Seven years later, in 2023, Parsons filed a motion for leave to file a motion for a new trial based on newly discovered evidence. Parsons identified four pieces of evidence that he alleged he was unavoidably prevented from discovering: 1) a transcript of an interview between the informant and the State; 2) an audio recording of the same interview; 3) a police officer’s report regarding the interview; and 4) cell assignment records from the jail, which showed that Parsons and the informant were housed in different areas of the jail when the alleged conversations occurred.

The trial court initially denied Parsons’ motion. However, the appellate court reversed and remanded, finding that the trial court applied the wrong legal standard. Specifically, the appellate court found that the trial court skipped the initial issue of whether Parsons was unavoidably prevented from discovering the evidence, and that it solely decided whether the new evidence was material.

On remand, the trial court partially granted Parson’s motion for leave, holding that he was unavoidably prevented from discovering the first three items of evidence, but not the cell-assignment records. The cell-assignment records were “known to have existed” and were not required to be provided, the court held. In the court’s view, because Parsons knew the informant would be testifying, and he knew that he didn’t have a conversation with the informant, it was up to Parsons to subpoena those records at the time the State sought to introduce them. The court held that it was not the State’s job to provide them pursuant to Brady v. Maryland.

Brady imposes a duty on the State to turn over all evidence that is material and favorable to the defense, regardless of whether the defense has requested it. Similarly, Brady applies to evidence known by the prosecutor, as well as evidence known to police, and it imposes a duty on the prosecutor to learn of any favorable evidence known by the government and turn it over to the defense.

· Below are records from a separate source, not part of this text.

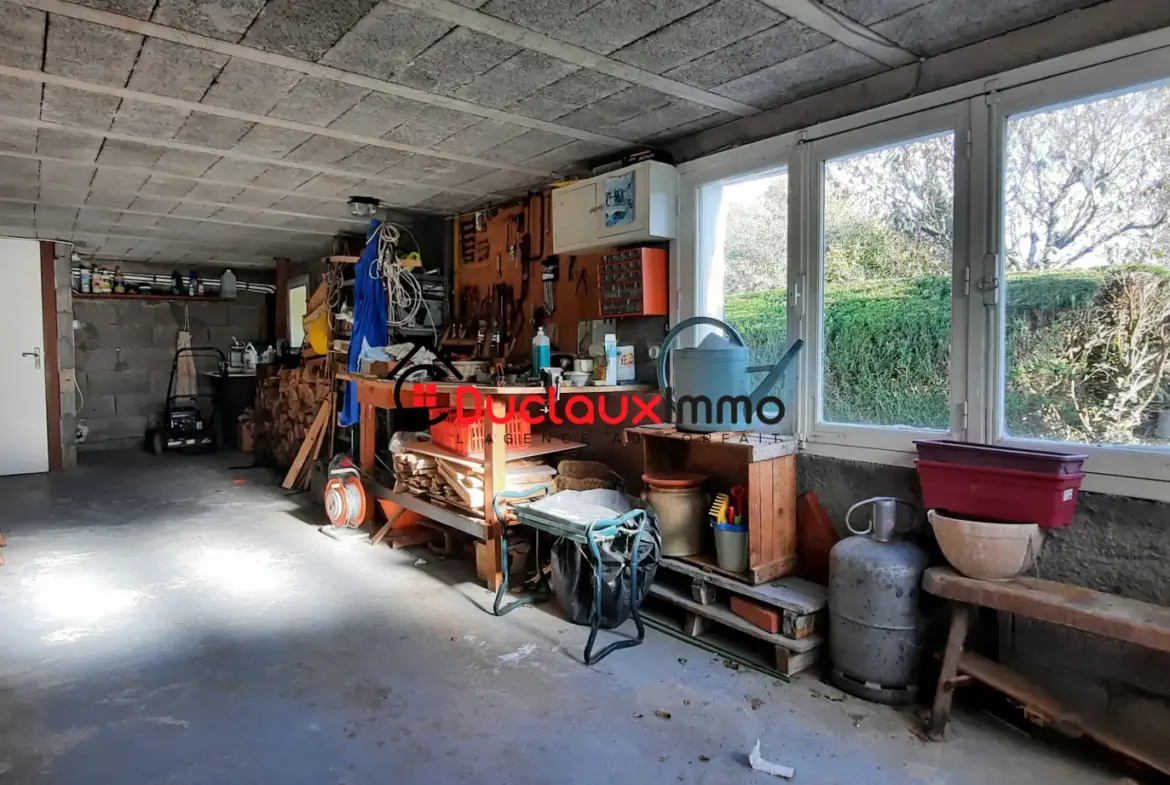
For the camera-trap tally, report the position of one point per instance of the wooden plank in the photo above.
(476, 461)
(766, 514)
(756, 521)
(722, 614)
(1061, 604)
(307, 446)
(1041, 707)
(784, 517)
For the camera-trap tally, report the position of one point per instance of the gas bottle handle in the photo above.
(850, 514)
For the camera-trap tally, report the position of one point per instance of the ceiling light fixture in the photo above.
(364, 206)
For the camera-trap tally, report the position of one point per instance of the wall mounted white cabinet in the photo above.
(630, 205)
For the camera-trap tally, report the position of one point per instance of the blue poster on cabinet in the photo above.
(619, 200)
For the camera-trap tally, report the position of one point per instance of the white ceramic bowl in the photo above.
(986, 551)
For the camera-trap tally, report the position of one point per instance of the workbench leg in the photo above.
(495, 468)
(940, 714)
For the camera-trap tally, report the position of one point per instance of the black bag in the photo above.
(572, 575)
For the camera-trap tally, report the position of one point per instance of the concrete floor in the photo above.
(172, 620)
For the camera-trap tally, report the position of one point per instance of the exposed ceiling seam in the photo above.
(261, 119)
(181, 218)
(570, 53)
(151, 173)
(171, 144)
(844, 29)
(152, 29)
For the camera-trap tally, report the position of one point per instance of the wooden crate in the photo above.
(764, 463)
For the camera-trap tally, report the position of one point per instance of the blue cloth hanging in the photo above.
(369, 318)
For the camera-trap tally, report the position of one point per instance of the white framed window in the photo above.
(990, 263)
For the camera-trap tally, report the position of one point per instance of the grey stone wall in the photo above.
(124, 350)
(1114, 544)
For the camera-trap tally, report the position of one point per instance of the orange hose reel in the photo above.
(345, 500)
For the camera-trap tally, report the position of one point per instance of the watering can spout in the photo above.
(775, 373)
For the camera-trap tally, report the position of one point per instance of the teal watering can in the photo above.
(711, 388)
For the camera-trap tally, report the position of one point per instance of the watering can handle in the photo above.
(686, 324)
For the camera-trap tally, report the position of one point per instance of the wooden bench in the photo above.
(1045, 600)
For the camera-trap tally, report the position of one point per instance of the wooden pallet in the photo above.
(802, 603)
(791, 655)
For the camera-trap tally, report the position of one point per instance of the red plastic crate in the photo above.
(467, 438)
(1007, 495)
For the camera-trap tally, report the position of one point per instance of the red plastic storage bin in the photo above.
(948, 450)
(1006, 495)
(467, 438)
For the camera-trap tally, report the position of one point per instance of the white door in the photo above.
(23, 417)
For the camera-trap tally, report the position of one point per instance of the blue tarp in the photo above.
(369, 318)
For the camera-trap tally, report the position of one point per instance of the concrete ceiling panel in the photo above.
(576, 90)
(231, 170)
(944, 25)
(220, 19)
(820, 69)
(165, 186)
(385, 40)
(212, 131)
(66, 144)
(614, 23)
(323, 150)
(176, 70)
(479, 137)
(317, 102)
(613, 109)
(282, 178)
(749, 55)
(871, 12)
(270, 142)
(699, 34)
(151, 121)
(21, 36)
(304, 28)
(119, 152)
(119, 181)
(454, 61)
(78, 108)
(184, 162)
(88, 52)
(19, 97)
(541, 15)
(524, 146)
(371, 160)
(329, 185)
(136, 8)
(247, 85)
(515, 78)
(429, 128)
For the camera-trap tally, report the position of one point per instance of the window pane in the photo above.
(889, 229)
(750, 261)
(1086, 241)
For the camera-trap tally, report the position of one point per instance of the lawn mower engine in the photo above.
(345, 502)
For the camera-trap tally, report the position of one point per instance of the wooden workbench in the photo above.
(374, 393)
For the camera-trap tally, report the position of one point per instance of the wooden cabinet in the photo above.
(630, 205)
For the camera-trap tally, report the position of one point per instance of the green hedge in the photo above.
(887, 343)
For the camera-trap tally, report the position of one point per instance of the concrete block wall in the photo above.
(124, 350)
(1115, 544)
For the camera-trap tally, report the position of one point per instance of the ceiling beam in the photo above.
(318, 70)
(171, 144)
(260, 119)
(167, 176)
(527, 39)
(841, 28)
(39, 202)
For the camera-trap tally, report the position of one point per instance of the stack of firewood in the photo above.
(287, 403)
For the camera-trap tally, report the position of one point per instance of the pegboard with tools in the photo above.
(508, 280)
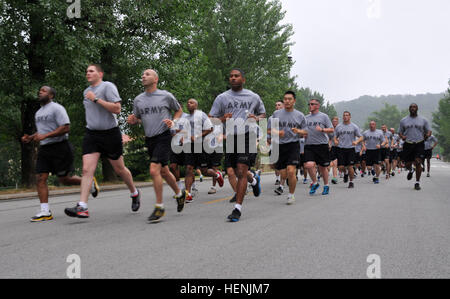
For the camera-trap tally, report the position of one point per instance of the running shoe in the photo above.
(189, 198)
(219, 179)
(257, 187)
(156, 215)
(279, 190)
(290, 199)
(42, 216)
(180, 200)
(136, 201)
(314, 189)
(95, 189)
(409, 176)
(234, 216)
(345, 178)
(77, 211)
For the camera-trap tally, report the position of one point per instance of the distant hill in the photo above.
(362, 107)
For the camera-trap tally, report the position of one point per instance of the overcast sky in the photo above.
(348, 48)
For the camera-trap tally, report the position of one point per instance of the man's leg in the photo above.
(124, 173)
(42, 187)
(89, 165)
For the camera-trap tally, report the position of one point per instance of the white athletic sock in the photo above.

Parsons argued that the failure to turn over evidence regarding the informant constituted a Brady violation, entitling him to a new trial. It was undisputed that the evidence was favorable to Parsons, because it showed that the State’s witness was not physically located near Parsons in the jail at the time when he supposedly heard Parsons confess to the shooting. Similarly, it was undisputed that the cell-assignment records were in the State’s possession at the time of the trial. However, because Parsons knew that the informant would be testifying, the court decided that he should have known to subpoena the jail’s cell-assignment records; consequently, the prosecution’s failure to turn those records over did not constitute a Brady violation and did not entitle Parsons to relief.

Unresolved Issues

This case could have been critical in clarifying the requirements to seek a new trial under Crim. R. 33(B) in Ohio. It also has extremely important implications in clarifying what the prosecutions’ duty to disclose is under Brady, as well as what duties a defendant may have in making their own defense. To what extent is it the prosecutor’s duty to investigate the evidence they choose to present? In this case, was it the prosecutor’s duty to investigate and prove that the jailhouse conversation occurred, or was it Parsons’ duty to show that it did not? At this time, the Ohio Supreme Court has declined to clarify.